2015年8月11日火曜日

■ロンドン・NY市場の主要国通貨(2015年8月10日)

 8月10日のロンドン市場はドルが底堅く推移した。ドル円は124円台半ば近辺から124円台後半に上昇。一方、ユーロドルは1.09ドル台後半から1.09ドル台前半に下落。欧州株は先週末終値水準で方向感に欠ける動き。日経平均先物も動意に欠ける展開となる中、米短期債利回りは小幅上昇。FRBのフィッシャー議長は、一部米系メディアとのインタビューで現在のインフレの大部分は一時的なものだと述べ、原油その他資源の低価格に伴う影響が消失した後は、いずれ状況は安定するだろうから、今の低水準が永遠に続くことはないと発言。ドル買いの動きをサポートした。

 NY市場はドルが下落した。アトランタ連銀のロックハート総裁は、会合での挨拶で米国は失業率の低下に成功したと発言。現在の失業率(5.3%)は完全雇用状態を若干上回る水準に過ぎないと述べた。その後発表された7月の米労働市場情勢指数は+1.1とほぼ市場予想通りの結果。ただ前月分は小幅上方修正された。

 米長期債利回りは原油価格の反発もあって上昇基調で推移。米国株は上昇して始まったが、ドルは対欧州通貨を中心に下落。ユーロドルは1.10ドル台前半、ポンドドルは1.56ドルちょうど近辺と、それぞれこの日の高値を更新。ドル円は124円台半ば近辺で上値の抑えられる動きとなった。

 取引後半に入り、アトランタ連銀のロックハート総裁は、利上げが近いと思うと言明。米経済は大幅に伸びており、許容可能な正常水準に近づいている。経済はもはや異常な状態ではないと利上げに前向きな姿勢を表明。これを受けてドル売りの動きも一服。ドル円は124円台後半、ユーロドルは1.10ドル台前半で、それぞれ膠着感の強い動きとなった。

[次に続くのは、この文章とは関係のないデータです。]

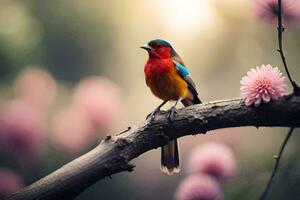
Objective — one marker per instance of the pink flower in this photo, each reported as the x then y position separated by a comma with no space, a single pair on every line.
21,128
71,130
262,84
101,99
199,187
214,159
267,10
37,87
9,182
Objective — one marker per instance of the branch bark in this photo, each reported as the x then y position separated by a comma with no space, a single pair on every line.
114,153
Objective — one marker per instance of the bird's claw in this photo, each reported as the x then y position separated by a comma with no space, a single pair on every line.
171,113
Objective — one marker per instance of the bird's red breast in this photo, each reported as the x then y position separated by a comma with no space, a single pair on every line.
163,79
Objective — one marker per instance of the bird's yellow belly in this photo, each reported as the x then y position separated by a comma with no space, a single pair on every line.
168,87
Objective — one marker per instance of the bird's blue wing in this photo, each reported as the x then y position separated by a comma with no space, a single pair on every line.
181,69
185,74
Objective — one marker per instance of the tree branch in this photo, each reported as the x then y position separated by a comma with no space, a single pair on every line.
113,154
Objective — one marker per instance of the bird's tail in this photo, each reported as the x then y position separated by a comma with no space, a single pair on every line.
169,152
170,158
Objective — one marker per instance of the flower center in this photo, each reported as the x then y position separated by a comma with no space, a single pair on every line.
263,85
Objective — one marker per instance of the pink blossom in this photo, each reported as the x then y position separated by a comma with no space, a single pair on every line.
262,84
199,187
100,98
9,182
71,130
214,159
267,10
21,128
37,87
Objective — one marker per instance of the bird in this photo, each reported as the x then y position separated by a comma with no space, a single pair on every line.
168,79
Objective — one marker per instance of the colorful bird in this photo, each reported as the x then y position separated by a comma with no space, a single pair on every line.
169,80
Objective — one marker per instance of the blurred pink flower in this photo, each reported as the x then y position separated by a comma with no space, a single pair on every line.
262,84
9,182
213,159
21,128
36,87
71,130
267,10
199,187
101,99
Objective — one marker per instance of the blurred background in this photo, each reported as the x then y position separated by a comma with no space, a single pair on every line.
71,72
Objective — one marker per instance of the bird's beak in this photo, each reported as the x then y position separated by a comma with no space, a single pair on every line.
146,47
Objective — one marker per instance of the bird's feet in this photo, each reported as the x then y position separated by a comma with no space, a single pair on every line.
171,113
152,114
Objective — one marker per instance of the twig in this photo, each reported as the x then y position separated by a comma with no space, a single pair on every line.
280,29
277,160
114,153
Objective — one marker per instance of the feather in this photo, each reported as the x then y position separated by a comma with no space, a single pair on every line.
183,71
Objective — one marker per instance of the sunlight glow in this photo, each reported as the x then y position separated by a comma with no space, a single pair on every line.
186,16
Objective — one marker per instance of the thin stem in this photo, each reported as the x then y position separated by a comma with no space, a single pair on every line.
277,160
280,29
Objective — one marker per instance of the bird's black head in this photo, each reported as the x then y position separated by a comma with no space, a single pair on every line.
159,48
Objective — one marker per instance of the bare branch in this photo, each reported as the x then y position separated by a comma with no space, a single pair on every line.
113,154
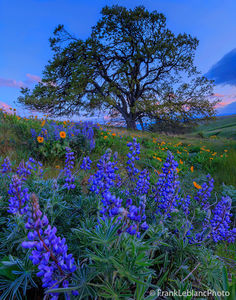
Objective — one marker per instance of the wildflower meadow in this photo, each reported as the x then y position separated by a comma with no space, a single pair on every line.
93,212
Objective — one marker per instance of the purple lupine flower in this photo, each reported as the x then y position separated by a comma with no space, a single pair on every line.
86,164
69,165
204,193
106,176
19,197
49,252
143,183
184,204
25,168
6,166
167,187
220,221
134,151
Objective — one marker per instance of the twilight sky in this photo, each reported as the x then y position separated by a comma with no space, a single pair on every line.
25,27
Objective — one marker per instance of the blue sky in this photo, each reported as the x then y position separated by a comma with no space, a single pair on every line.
25,27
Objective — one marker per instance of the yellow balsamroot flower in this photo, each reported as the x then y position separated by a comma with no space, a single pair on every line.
198,186
40,139
62,134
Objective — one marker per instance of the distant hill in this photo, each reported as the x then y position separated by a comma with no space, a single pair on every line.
224,126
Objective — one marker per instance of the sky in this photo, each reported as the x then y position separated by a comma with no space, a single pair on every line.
26,26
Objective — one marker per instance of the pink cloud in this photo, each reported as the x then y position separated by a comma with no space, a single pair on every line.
5,107
33,78
11,83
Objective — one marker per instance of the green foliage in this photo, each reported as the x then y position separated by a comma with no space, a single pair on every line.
131,65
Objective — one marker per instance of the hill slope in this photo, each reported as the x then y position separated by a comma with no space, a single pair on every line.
224,126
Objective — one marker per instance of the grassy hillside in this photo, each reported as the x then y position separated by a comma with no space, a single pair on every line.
113,214
224,126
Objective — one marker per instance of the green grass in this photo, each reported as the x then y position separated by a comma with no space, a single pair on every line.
224,126
15,136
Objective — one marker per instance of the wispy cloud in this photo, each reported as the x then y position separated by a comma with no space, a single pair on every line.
31,79
226,99
224,71
5,107
11,83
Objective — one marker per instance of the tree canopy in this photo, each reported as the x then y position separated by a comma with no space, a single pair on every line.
131,63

 9月の米利上げ開始観測が強まる一方で、米国を始めとする世界景気の減速が嫌気されドル買いの動きは盛り上がらないまま。米国株は反発したものの、先行き不透明感は強く、市場のリスク回避姿勢は根強いと思われる。今夜発表される米経済指標に対する市場の注目度も高くないことから、本日東京市場でのドル円、ユーロドルは、ともに様子見姿勢が強まると思われる。アジア通貨も対ドルで方向感に欠ける動きが予想される。